Strategic Pivot: From Construction to Service

Surviving the California disaster forced Vandermyde to re-evaluate the entire business model. He realized that while construction drove top-line revenue, it was inherently risky and volatile. The real value lay in the recurring, high-margin service work.

He inverted the company's identity. Instead of being a construction company that occasionally fixed broken pumps, Petro West became a premier service and maintenance company that also built gas stations.

Vandermyde implemented sweeping operational changes:

  • Customer Experience: He created a "Customer Concierge" role dedicated solely to advocating for the client in billing and service disputes.

  • Data-Driven Bidding: He analyzed every construction project in the company's history to identify which jobs yielded the highest "margin per labor dollar." They stopped bidding on low-margin work.

  • Re-engaging Dead Leads: He pulled lists of past service clients who hadn't called in over a year and actively re-engaged them.

Under his leadership, the highly profitable service division grew by nearly 50%. The business became a cash-generating machine.

The Exit: An 8-Figure Payday

By 2022, private equity money was flooding into the infrastructure space, seeking to build national, coast-to-coast platforms.
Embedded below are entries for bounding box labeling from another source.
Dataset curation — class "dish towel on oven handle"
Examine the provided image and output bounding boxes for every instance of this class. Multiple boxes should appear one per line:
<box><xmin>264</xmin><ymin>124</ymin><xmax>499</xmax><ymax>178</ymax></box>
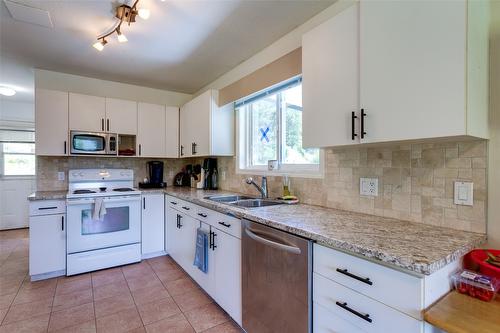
<box><xmin>92</xmin><ymin>198</ymin><xmax>106</xmax><ymax>220</ymax></box>
<box><xmin>193</xmin><ymin>228</ymin><xmax>208</xmax><ymax>273</ymax></box>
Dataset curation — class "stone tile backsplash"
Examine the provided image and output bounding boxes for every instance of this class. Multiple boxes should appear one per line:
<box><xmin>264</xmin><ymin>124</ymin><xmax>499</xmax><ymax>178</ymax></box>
<box><xmin>37</xmin><ymin>140</ymin><xmax>487</xmax><ymax>233</ymax></box>
<box><xmin>219</xmin><ymin>140</ymin><xmax>487</xmax><ymax>233</ymax></box>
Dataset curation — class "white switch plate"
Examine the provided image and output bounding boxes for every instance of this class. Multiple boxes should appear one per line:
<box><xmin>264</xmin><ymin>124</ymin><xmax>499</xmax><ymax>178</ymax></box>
<box><xmin>454</xmin><ymin>182</ymin><xmax>474</xmax><ymax>206</ymax></box>
<box><xmin>359</xmin><ymin>178</ymin><xmax>378</xmax><ymax>197</ymax></box>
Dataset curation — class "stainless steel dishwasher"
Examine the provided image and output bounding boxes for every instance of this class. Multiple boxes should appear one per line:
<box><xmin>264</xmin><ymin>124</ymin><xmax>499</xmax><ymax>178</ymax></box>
<box><xmin>241</xmin><ymin>220</ymin><xmax>312</xmax><ymax>333</ymax></box>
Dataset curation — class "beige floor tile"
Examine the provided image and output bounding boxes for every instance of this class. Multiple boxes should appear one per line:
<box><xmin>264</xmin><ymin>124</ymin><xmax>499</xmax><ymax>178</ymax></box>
<box><xmin>94</xmin><ymin>293</ymin><xmax>134</xmax><ymax>318</ymax></box>
<box><xmin>49</xmin><ymin>303</ymin><xmax>94</xmax><ymax>332</ymax></box>
<box><xmin>3</xmin><ymin>298</ymin><xmax>52</xmax><ymax>324</ymax></box>
<box><xmin>0</xmin><ymin>313</ymin><xmax>50</xmax><ymax>333</ymax></box>
<box><xmin>146</xmin><ymin>314</ymin><xmax>194</xmax><ymax>333</ymax></box>
<box><xmin>96</xmin><ymin>306</ymin><xmax>142</xmax><ymax>333</ymax></box>
<box><xmin>173</xmin><ymin>290</ymin><xmax>213</xmax><ymax>312</ymax></box>
<box><xmin>184</xmin><ymin>303</ymin><xmax>229</xmax><ymax>332</ymax></box>
<box><xmin>52</xmin><ymin>289</ymin><xmax>93</xmax><ymax>312</ymax></box>
<box><xmin>137</xmin><ymin>297</ymin><xmax>181</xmax><ymax>325</ymax></box>
<box><xmin>165</xmin><ymin>277</ymin><xmax>199</xmax><ymax>296</ymax></box>
<box><xmin>94</xmin><ymin>281</ymin><xmax>130</xmax><ymax>301</ymax></box>
<box><xmin>132</xmin><ymin>286</ymin><xmax>170</xmax><ymax>305</ymax></box>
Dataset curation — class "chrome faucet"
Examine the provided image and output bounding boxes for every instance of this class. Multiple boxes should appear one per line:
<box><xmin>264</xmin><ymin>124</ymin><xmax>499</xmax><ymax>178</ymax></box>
<box><xmin>245</xmin><ymin>177</ymin><xmax>268</xmax><ymax>199</ymax></box>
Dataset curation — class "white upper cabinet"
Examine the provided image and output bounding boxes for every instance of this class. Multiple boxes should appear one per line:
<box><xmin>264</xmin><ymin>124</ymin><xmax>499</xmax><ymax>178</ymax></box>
<box><xmin>165</xmin><ymin>106</ymin><xmax>179</xmax><ymax>158</ymax></box>
<box><xmin>302</xmin><ymin>0</ymin><xmax>488</xmax><ymax>147</ymax></box>
<box><xmin>106</xmin><ymin>98</ymin><xmax>137</xmax><ymax>135</ymax></box>
<box><xmin>137</xmin><ymin>103</ymin><xmax>166</xmax><ymax>157</ymax></box>
<box><xmin>180</xmin><ymin>90</ymin><xmax>234</xmax><ymax>157</ymax></box>
<box><xmin>69</xmin><ymin>93</ymin><xmax>106</xmax><ymax>132</ymax></box>
<box><xmin>302</xmin><ymin>4</ymin><xmax>359</xmax><ymax>147</ymax></box>
<box><xmin>35</xmin><ymin>89</ymin><xmax>69</xmax><ymax>156</ymax></box>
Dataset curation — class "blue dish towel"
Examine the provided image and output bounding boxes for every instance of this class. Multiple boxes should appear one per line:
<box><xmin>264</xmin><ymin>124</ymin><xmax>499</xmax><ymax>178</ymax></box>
<box><xmin>193</xmin><ymin>228</ymin><xmax>208</xmax><ymax>273</ymax></box>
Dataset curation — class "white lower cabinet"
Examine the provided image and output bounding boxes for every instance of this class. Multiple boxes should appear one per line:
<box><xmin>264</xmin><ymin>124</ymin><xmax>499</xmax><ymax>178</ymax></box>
<box><xmin>141</xmin><ymin>193</ymin><xmax>165</xmax><ymax>258</ymax></box>
<box><xmin>29</xmin><ymin>200</ymin><xmax>66</xmax><ymax>280</ymax></box>
<box><xmin>165</xmin><ymin>196</ymin><xmax>242</xmax><ymax>325</ymax></box>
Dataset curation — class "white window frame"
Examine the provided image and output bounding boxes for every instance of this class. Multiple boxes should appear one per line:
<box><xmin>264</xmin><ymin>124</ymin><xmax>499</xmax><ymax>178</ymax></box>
<box><xmin>235</xmin><ymin>77</ymin><xmax>325</xmax><ymax>178</ymax></box>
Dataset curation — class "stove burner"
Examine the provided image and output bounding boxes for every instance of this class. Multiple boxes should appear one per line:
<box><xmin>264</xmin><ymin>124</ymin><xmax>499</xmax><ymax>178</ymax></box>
<box><xmin>73</xmin><ymin>190</ymin><xmax>95</xmax><ymax>194</ymax></box>
<box><xmin>113</xmin><ymin>187</ymin><xmax>134</xmax><ymax>192</ymax></box>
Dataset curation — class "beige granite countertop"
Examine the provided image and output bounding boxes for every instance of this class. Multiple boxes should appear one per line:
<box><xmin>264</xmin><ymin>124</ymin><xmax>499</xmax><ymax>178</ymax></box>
<box><xmin>165</xmin><ymin>187</ymin><xmax>486</xmax><ymax>275</ymax></box>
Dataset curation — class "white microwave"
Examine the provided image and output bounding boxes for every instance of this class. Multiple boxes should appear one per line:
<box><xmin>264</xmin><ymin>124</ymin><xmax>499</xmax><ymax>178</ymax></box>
<box><xmin>70</xmin><ymin>131</ymin><xmax>118</xmax><ymax>155</ymax></box>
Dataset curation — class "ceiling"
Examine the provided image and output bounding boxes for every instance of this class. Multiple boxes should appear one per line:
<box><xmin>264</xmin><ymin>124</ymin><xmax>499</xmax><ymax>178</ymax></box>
<box><xmin>0</xmin><ymin>0</ymin><xmax>334</xmax><ymax>97</ymax></box>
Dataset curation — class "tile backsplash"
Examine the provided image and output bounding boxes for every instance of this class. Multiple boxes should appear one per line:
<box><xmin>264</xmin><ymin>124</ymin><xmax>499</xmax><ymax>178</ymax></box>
<box><xmin>37</xmin><ymin>140</ymin><xmax>487</xmax><ymax>233</ymax></box>
<box><xmin>219</xmin><ymin>140</ymin><xmax>487</xmax><ymax>233</ymax></box>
Petro West was the dominant player in the Intermountain West — the missing puzzle piece for any East Coast or West Coast consolidator.

Realizing that his geographic footprint made Petro West a highly coveted strategic asset, Vandermyde hired an investment banker to run a formal sale process.

The business had grown to $23 million in revenue and $2.3 million in TTM EBITDA.

In late 2022, just five years after initially moving to Utah, Vandermyde sold Petro West to Nwestco, a private equity-backed strategic acquirer, for an 8-figure price.

Vandermyde walked away with a life-changing sum. He rolled $1 million into the new parent company and stayed on as Regional Director.

For a man who initially said no to the deal out of fear of the unknown, the journey validated his ultimate philosophy: "Entrepreneurs aren't risk-takers; they are risk mitigators." If it can be argued that try-before-you-buy arrangements are rare, doing right by customers during a crisis has been key to Adam Vandermyde’s business success.